Proving a fear of losing, losing face
Auction experiments show activated brains and overbidding.
Winning isn't everything, of course. But losing might be.
The psychology of loss is a hot topic right now, so a team of economists and neuroscientists decided to tackle one intriguing slice: When does your brain light up at an auction?
Most people overbid, a phenomenon that has long puzzled economists. The most common explanations, the researchers write in the current issue of Science, are a desire to avoid risk or to experience the joy of winning.
To test these theories, they enrolled volunteers in a series of simulated silent "auctions" (bidding against a person they had met) and "lotteries" (deciding repeatedly whether or not to bid against a computer). All while lying in functional MRI machines that scanned their brains.
The resulting images clearly showed the greatest activity in the brain's right striatum - an area involved with reward - when the subject lost a contest with a human.
Hypothesizing that fear of loss might trigger overbidding, the researchers next set up auctions that were framed to emphasize winning (participants were told that successful bidders would take home their winnings plus $15) or losing (everyone was given $15 beforehand and told that unsuccessful bidders would have to give it back).

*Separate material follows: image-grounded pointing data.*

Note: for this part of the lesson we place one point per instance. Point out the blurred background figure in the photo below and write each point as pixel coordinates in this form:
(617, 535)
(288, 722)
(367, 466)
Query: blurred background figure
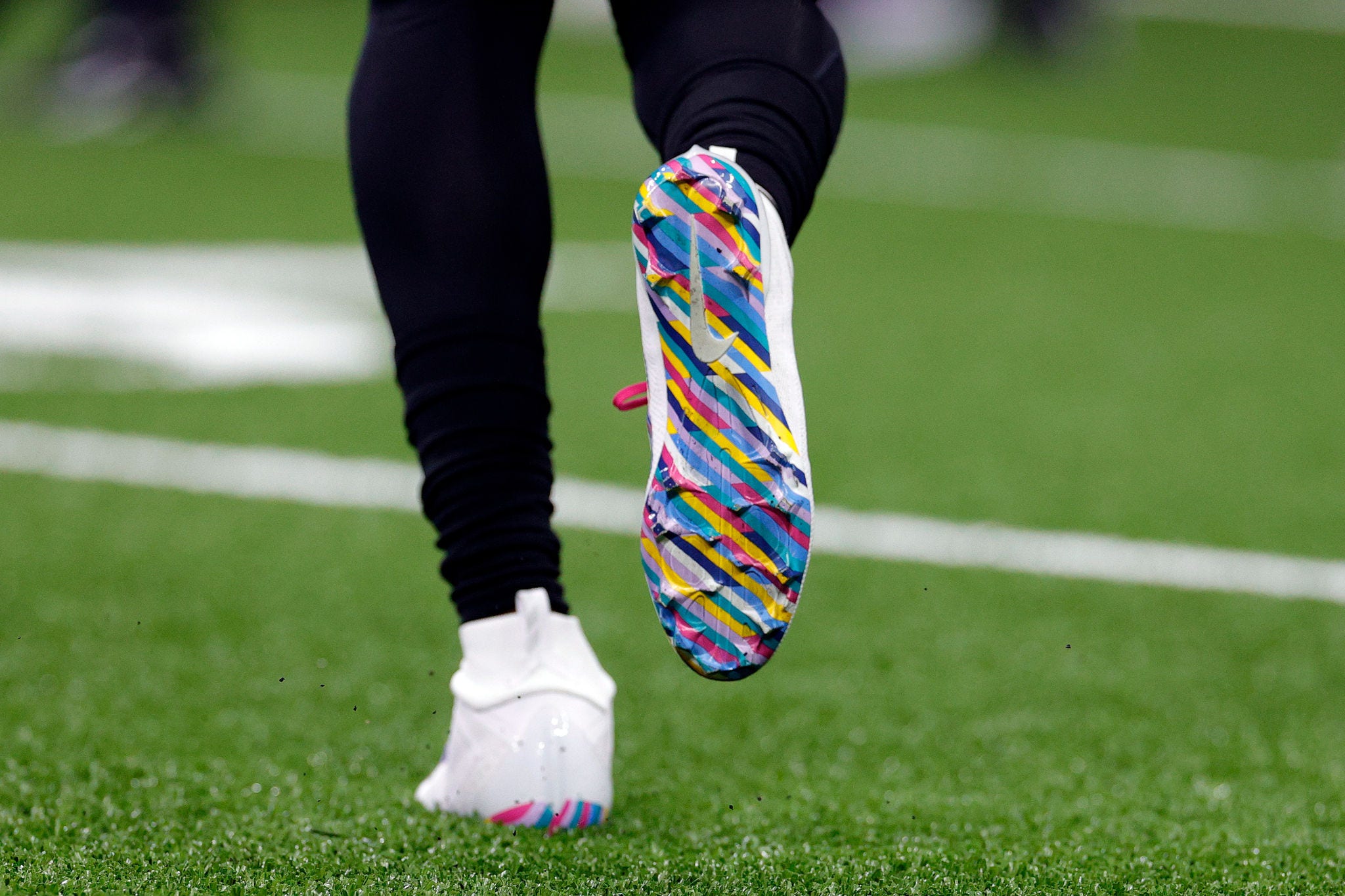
(127, 65)
(892, 35)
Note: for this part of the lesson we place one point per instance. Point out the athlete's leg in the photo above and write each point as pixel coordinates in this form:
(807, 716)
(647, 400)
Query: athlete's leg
(764, 77)
(452, 196)
(744, 101)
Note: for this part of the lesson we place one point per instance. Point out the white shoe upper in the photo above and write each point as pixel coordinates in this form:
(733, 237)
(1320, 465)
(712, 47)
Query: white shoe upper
(530, 739)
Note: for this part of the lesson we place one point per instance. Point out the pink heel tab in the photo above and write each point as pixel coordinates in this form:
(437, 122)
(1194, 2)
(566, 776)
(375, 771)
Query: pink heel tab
(632, 396)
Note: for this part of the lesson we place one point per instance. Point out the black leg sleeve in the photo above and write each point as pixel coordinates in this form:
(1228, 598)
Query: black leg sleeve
(764, 77)
(452, 199)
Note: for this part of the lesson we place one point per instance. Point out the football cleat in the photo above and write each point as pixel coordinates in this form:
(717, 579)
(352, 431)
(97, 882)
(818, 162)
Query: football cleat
(530, 739)
(728, 507)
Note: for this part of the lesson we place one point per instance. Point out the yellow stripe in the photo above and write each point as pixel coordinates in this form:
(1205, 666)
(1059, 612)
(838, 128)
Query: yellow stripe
(701, 597)
(732, 534)
(732, 450)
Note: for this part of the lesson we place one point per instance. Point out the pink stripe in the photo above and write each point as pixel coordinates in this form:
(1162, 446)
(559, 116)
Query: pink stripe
(557, 819)
(512, 816)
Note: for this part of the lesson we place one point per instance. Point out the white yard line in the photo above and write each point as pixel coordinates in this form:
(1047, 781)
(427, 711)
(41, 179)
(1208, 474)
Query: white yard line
(201, 316)
(900, 163)
(324, 480)
(1294, 15)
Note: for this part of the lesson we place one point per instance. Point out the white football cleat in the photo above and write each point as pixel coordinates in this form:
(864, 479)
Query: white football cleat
(530, 739)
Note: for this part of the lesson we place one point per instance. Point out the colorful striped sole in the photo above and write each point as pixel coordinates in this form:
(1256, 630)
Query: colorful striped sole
(730, 507)
(572, 816)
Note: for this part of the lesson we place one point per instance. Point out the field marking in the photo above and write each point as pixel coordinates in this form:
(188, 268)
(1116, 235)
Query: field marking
(1327, 16)
(307, 477)
(205, 316)
(894, 163)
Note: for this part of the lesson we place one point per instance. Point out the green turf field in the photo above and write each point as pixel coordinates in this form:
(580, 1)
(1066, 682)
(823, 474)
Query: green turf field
(211, 695)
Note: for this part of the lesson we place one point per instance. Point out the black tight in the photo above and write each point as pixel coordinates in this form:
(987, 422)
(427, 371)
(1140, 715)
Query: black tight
(452, 198)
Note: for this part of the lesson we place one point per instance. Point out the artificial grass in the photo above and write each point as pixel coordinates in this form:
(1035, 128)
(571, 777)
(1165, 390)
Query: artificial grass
(208, 695)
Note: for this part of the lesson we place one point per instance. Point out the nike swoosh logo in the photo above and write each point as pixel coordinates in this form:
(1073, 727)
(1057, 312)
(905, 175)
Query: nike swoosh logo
(707, 345)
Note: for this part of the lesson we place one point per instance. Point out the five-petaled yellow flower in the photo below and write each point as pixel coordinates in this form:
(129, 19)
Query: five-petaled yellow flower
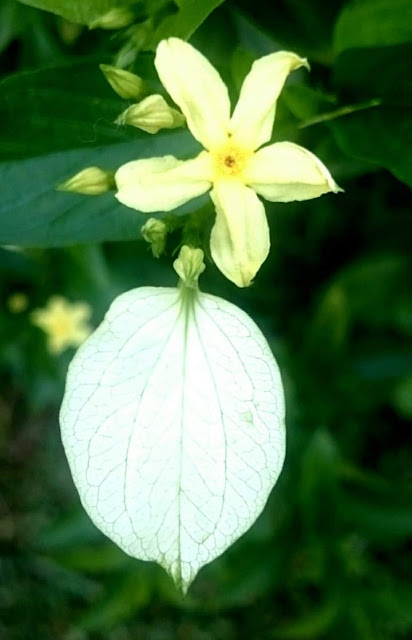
(64, 322)
(233, 165)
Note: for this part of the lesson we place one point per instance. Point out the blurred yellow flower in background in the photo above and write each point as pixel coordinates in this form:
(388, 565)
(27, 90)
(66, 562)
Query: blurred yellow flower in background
(64, 322)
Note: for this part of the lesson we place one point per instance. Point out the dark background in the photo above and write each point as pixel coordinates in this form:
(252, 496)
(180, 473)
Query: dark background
(328, 558)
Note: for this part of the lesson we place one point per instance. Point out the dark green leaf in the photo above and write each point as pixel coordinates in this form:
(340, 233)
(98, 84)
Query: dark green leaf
(371, 23)
(183, 23)
(382, 135)
(79, 11)
(378, 72)
(33, 213)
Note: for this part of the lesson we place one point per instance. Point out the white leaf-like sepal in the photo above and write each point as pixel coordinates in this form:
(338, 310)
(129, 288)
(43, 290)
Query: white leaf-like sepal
(173, 425)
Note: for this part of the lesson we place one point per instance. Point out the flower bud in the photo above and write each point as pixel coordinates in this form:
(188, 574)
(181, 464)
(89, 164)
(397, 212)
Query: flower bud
(189, 265)
(155, 232)
(127, 85)
(17, 302)
(151, 114)
(92, 181)
(116, 18)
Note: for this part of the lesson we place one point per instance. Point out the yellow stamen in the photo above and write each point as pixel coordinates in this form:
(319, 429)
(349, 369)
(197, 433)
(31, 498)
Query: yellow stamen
(230, 161)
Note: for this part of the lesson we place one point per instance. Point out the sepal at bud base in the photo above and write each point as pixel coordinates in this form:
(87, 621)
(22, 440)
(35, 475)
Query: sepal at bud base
(189, 266)
(116, 18)
(92, 181)
(152, 114)
(154, 232)
(126, 84)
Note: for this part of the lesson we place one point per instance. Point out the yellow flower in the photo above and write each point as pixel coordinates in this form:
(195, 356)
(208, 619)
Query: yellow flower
(65, 323)
(232, 165)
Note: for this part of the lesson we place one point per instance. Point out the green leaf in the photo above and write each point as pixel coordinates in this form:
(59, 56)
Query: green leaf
(79, 11)
(33, 213)
(62, 107)
(370, 23)
(382, 135)
(378, 72)
(189, 17)
(54, 123)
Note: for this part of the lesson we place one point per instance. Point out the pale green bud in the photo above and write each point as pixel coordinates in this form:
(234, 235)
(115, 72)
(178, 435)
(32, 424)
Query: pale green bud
(189, 265)
(155, 232)
(151, 114)
(92, 181)
(116, 18)
(127, 85)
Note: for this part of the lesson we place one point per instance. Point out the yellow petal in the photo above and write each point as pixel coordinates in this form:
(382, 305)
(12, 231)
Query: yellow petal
(252, 120)
(284, 171)
(197, 88)
(162, 184)
(240, 239)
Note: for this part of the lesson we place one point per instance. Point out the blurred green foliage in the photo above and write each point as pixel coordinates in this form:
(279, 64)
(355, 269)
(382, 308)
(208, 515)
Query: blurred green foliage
(328, 558)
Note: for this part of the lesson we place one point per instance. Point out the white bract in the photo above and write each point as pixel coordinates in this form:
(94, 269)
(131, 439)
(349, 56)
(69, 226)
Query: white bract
(173, 423)
(232, 165)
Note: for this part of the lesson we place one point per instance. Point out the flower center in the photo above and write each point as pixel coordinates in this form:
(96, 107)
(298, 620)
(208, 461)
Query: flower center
(230, 161)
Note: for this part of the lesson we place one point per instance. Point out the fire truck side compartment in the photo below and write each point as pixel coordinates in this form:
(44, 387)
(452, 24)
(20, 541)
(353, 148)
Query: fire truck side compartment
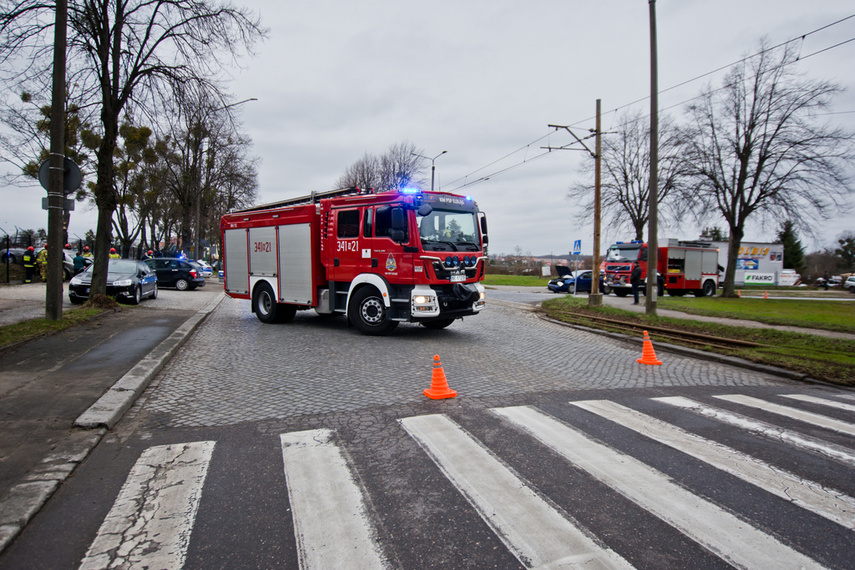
(237, 261)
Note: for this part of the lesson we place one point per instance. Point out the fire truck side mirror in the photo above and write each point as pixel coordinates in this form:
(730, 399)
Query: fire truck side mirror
(398, 231)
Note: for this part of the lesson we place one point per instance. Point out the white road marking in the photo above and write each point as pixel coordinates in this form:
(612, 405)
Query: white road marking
(808, 443)
(832, 504)
(821, 401)
(331, 523)
(722, 533)
(537, 534)
(794, 413)
(151, 520)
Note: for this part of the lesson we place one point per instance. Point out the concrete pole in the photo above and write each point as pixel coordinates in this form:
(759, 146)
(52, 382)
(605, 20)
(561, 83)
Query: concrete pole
(652, 237)
(56, 195)
(596, 298)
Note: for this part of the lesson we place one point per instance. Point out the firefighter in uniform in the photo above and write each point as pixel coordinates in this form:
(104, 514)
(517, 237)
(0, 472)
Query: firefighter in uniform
(41, 261)
(29, 259)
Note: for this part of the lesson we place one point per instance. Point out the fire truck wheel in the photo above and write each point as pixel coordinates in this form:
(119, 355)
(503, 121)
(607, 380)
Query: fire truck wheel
(268, 310)
(368, 313)
(437, 323)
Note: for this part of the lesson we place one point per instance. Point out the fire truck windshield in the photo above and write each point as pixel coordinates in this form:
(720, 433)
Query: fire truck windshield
(444, 230)
(623, 253)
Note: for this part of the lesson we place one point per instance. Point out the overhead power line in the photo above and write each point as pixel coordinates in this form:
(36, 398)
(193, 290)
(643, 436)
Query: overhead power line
(465, 179)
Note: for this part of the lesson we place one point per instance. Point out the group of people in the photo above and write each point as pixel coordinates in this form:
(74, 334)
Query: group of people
(33, 261)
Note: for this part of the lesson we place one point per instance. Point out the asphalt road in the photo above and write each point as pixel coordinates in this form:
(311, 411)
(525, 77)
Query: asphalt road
(268, 446)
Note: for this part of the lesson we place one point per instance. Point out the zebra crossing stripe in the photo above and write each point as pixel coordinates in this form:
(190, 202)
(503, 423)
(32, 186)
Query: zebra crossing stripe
(829, 503)
(795, 413)
(722, 533)
(151, 520)
(330, 519)
(805, 442)
(821, 401)
(536, 533)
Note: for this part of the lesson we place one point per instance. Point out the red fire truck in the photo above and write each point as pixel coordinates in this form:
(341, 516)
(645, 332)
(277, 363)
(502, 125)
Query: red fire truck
(379, 258)
(683, 267)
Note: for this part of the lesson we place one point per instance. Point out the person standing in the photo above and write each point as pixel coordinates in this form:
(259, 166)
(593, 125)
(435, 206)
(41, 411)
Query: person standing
(41, 261)
(29, 259)
(635, 280)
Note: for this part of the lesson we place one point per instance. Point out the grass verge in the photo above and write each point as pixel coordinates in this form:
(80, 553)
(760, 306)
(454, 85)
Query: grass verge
(828, 359)
(35, 328)
(817, 314)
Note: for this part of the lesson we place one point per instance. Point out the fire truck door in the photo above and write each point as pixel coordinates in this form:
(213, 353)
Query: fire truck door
(347, 247)
(390, 254)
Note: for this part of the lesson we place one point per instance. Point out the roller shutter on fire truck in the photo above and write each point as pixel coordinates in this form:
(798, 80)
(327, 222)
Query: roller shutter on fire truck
(295, 263)
(237, 263)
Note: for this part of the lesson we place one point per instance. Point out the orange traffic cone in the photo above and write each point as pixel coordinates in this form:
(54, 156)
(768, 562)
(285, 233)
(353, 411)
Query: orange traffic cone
(439, 385)
(648, 355)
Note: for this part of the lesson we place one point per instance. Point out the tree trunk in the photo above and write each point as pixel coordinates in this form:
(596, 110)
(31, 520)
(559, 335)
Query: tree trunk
(735, 242)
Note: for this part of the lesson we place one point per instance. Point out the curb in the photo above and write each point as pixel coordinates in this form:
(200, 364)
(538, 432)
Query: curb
(25, 499)
(110, 408)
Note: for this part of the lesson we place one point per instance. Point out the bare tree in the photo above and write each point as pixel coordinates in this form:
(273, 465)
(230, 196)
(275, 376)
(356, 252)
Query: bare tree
(625, 184)
(757, 149)
(123, 51)
(398, 168)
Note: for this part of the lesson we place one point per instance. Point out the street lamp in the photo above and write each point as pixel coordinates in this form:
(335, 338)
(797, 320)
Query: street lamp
(432, 166)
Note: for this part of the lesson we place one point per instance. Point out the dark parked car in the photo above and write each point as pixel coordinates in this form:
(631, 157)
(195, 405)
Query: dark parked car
(126, 279)
(179, 273)
(573, 281)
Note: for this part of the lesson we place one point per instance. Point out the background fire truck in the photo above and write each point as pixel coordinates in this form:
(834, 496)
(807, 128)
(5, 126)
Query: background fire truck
(378, 258)
(683, 267)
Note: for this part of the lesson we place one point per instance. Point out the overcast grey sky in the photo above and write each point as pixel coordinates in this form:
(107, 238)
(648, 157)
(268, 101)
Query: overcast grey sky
(482, 80)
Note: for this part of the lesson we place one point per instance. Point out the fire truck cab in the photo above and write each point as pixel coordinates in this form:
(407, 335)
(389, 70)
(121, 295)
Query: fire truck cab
(379, 258)
(682, 267)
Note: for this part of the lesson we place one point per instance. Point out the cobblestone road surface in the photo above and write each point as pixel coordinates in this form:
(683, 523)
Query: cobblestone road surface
(237, 369)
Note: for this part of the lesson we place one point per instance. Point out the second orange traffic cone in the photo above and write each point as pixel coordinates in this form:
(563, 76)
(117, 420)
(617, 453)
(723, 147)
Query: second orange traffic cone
(648, 355)
(439, 385)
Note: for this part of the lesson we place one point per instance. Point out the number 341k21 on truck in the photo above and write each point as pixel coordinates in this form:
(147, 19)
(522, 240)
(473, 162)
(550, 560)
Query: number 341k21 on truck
(379, 258)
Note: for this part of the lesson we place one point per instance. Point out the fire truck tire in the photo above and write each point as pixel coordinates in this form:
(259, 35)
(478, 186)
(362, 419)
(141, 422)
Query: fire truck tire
(368, 313)
(267, 309)
(437, 323)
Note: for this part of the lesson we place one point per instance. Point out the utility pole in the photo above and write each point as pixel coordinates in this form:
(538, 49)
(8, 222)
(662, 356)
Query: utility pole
(56, 196)
(653, 194)
(595, 298)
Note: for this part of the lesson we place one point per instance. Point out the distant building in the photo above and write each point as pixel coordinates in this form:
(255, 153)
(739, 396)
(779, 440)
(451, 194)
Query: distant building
(757, 263)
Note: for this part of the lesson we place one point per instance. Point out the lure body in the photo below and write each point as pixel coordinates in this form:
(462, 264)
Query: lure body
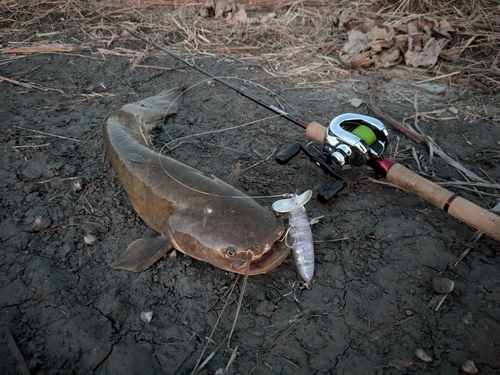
(302, 243)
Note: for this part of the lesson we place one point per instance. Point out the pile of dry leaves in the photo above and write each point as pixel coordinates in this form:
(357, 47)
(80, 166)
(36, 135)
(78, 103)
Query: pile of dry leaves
(419, 43)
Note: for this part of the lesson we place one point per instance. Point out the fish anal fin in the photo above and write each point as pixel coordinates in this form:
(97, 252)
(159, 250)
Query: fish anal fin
(142, 253)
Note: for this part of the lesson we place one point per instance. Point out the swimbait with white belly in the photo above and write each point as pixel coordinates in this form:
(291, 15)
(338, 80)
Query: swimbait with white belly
(224, 227)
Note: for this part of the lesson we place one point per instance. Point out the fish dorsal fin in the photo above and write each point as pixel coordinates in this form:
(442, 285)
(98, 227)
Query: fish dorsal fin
(142, 253)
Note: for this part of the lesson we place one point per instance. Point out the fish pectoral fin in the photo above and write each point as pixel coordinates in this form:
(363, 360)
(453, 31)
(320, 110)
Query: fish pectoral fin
(142, 253)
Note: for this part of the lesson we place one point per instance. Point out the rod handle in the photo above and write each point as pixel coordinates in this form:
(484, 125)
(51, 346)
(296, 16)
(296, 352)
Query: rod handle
(468, 212)
(316, 132)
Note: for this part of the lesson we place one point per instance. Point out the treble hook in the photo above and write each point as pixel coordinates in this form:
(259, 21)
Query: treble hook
(295, 286)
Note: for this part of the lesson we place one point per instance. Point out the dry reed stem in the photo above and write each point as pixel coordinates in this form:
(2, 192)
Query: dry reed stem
(298, 41)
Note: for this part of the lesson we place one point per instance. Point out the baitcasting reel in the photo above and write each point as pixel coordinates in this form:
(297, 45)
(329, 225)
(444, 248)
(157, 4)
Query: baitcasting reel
(350, 138)
(355, 139)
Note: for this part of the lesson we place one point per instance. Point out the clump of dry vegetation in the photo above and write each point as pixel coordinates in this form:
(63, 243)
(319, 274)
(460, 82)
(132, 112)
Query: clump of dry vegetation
(286, 38)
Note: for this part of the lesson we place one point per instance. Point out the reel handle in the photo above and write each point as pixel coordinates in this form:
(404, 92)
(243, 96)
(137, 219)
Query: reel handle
(460, 208)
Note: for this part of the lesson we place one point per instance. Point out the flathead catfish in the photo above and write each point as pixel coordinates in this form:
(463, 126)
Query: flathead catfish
(195, 212)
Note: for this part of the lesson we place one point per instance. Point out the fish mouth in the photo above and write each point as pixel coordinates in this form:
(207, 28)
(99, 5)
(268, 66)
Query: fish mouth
(271, 259)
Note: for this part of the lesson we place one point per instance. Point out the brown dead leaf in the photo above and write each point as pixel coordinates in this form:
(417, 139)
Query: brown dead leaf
(380, 32)
(219, 9)
(424, 56)
(427, 25)
(412, 28)
(348, 19)
(389, 58)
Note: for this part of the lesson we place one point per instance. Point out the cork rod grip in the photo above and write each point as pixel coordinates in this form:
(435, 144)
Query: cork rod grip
(468, 212)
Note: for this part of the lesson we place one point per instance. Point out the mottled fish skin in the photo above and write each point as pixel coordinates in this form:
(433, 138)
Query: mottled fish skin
(215, 228)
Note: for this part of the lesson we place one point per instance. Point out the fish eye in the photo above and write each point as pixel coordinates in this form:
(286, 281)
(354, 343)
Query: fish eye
(230, 251)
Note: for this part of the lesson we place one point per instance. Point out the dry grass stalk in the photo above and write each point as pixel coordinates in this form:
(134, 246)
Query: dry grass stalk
(295, 38)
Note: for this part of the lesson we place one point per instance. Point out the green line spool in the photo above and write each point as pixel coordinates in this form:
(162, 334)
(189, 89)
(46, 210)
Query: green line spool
(366, 134)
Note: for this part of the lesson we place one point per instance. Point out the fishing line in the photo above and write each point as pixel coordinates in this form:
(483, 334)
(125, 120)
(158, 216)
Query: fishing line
(191, 62)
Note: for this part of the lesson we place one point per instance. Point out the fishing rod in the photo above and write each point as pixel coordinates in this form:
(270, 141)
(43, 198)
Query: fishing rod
(189, 61)
(359, 140)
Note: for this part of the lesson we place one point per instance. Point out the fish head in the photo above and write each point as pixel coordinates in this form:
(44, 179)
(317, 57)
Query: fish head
(230, 235)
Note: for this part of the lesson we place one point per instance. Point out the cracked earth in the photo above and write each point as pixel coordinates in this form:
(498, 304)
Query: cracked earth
(377, 248)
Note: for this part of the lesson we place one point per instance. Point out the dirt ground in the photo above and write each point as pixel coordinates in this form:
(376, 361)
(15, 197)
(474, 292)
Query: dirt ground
(377, 248)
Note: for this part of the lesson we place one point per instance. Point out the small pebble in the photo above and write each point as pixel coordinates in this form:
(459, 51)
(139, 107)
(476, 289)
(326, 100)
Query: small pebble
(90, 239)
(77, 185)
(469, 367)
(422, 355)
(146, 316)
(442, 285)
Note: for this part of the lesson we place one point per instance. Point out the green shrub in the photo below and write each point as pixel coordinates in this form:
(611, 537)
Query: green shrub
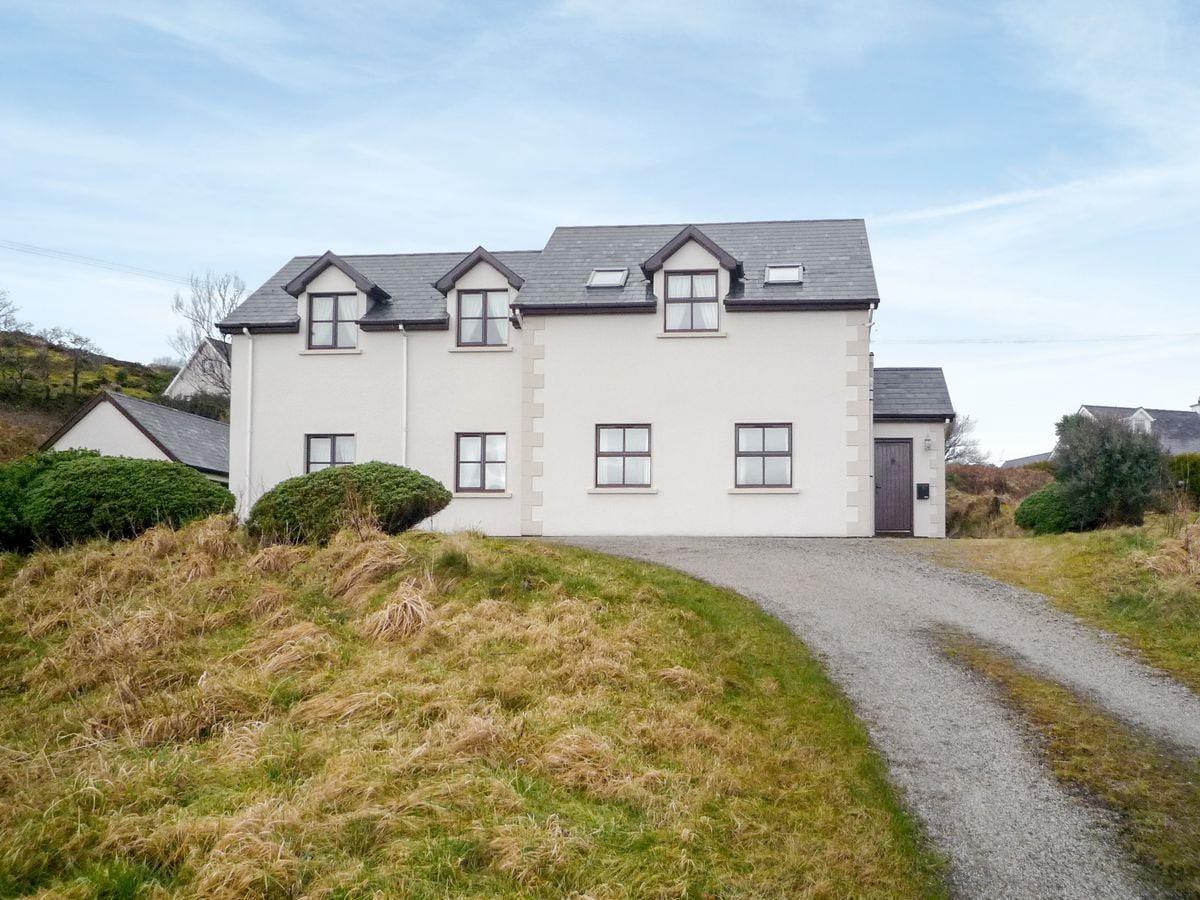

Overbidding was highest when the auction emphasized loss. The faux auctioneer made more money, too.
Fear of losing in front of one's peers presumably could be an incentive - and theoretically could be proven with brain scans - in everything from sports to politics.
"Fear in general is pretty primal," says cognitive neuroscientist Mauricio Delgado, a research team member while at New York University. He's now at Rutgers, studying the activity of brains facing a loss of status.